This will be going to a group buy as soon as I have the production schedule.


----------



## RAW (Aug 11, 2005)

OK notice the surround on the LD25X tweeter.Look at the way the surround is shaped it should be ROUND.










This is the LD25X faceplate removed look at the surround machined relieve on the face plate. This area is one of many of the issues with these LD25X tweeters.









Now look at the KAXBLTWT new XBL^2 tweeter from MARK notice the ROUND surround that this tweeter shows and the LD25X tweeter does not.









These issues i just mentioned above just touch what is wrong with the LD25X , the faceplates opening radius differs from tweeter to tweeter in every aspect.The radius shape ,radius opening over all size as well as the height the tweeter sits in the face plate.

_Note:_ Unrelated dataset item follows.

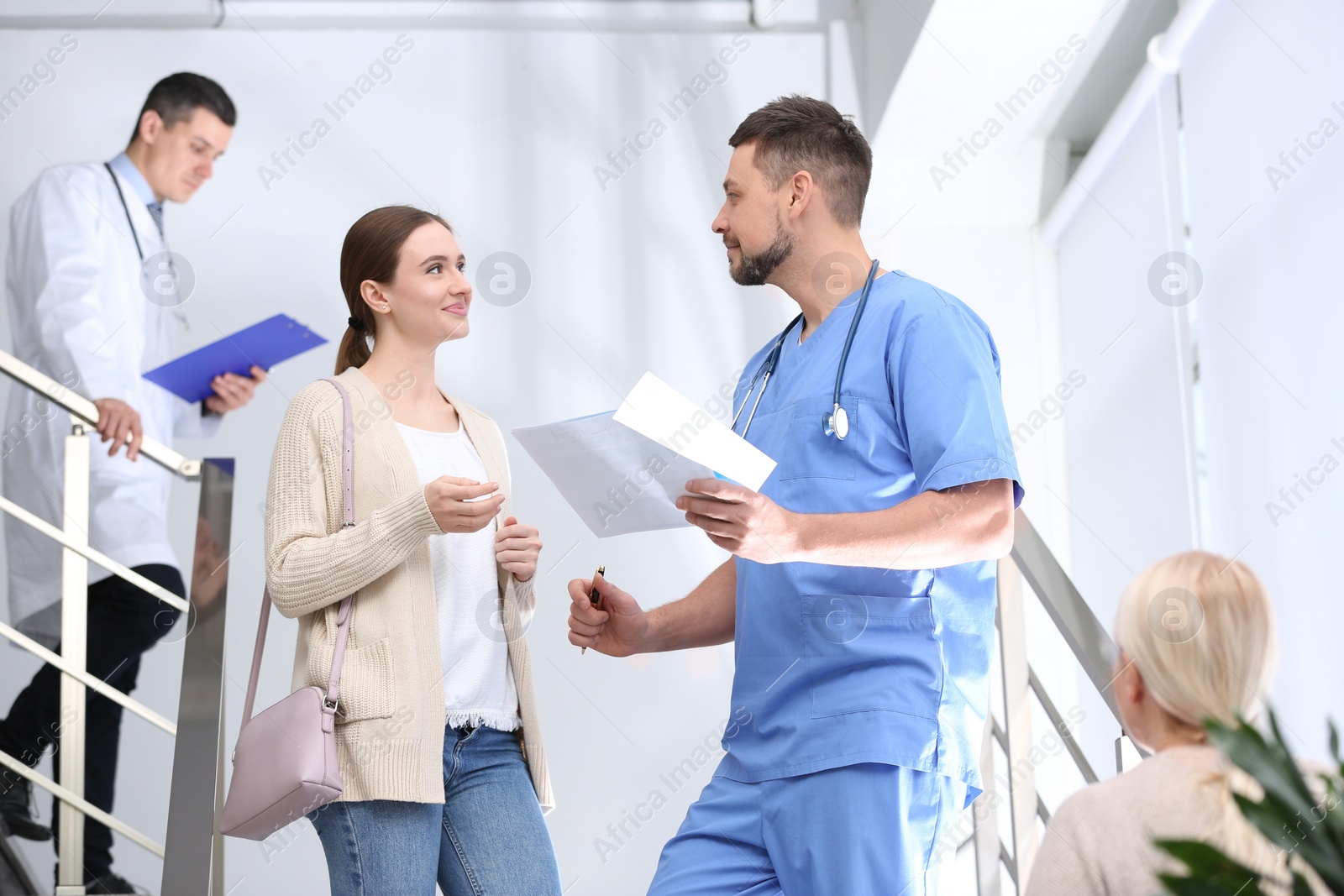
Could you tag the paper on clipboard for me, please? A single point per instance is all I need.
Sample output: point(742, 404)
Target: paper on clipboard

Then the motor is another issue..

Bring on the new XBL^2 motor tweeter Mark did.


----------



## 2010hummerguy (Oct 7, 2009)

Wow never realized it was so far off...can't Wait! Should be arriving any day now, looking forward to dropping them in. My new Clarion amp is laid back on the top end so should match the xbl2 brightness without faceplate nicely.


----------



## Nismo (Jan 10, 2010)

I'm looking forward to this. Didn't realize it was so close!

Eric


----------



## 2010hummerguy (Oct 7, 2009)

Nismo said:


> I'm looking forward to this. Didn't realize it was so close!
> 
> Eric


Let me know if you ever plan to sell your Wr125S mids


----------



## Weightless (May 5, 2005)

How low will these play?


----------



## Nismo (Jan 10, 2010)

Architect7 said:


> Let me know if you ever plan to sell your Wr125S mids


If Mark makes the 3" XBL mids, I may. I will warn you though, that I've been working to get the bucking mag off, so one is a bit ugly ATM.

Eric


----------



## mwmkravchenko (Oct 6, 2009)

> How low will these play?


Fs is around 800 hertz

But how low is usually about an octave higher. 1600 hertz. Is safe.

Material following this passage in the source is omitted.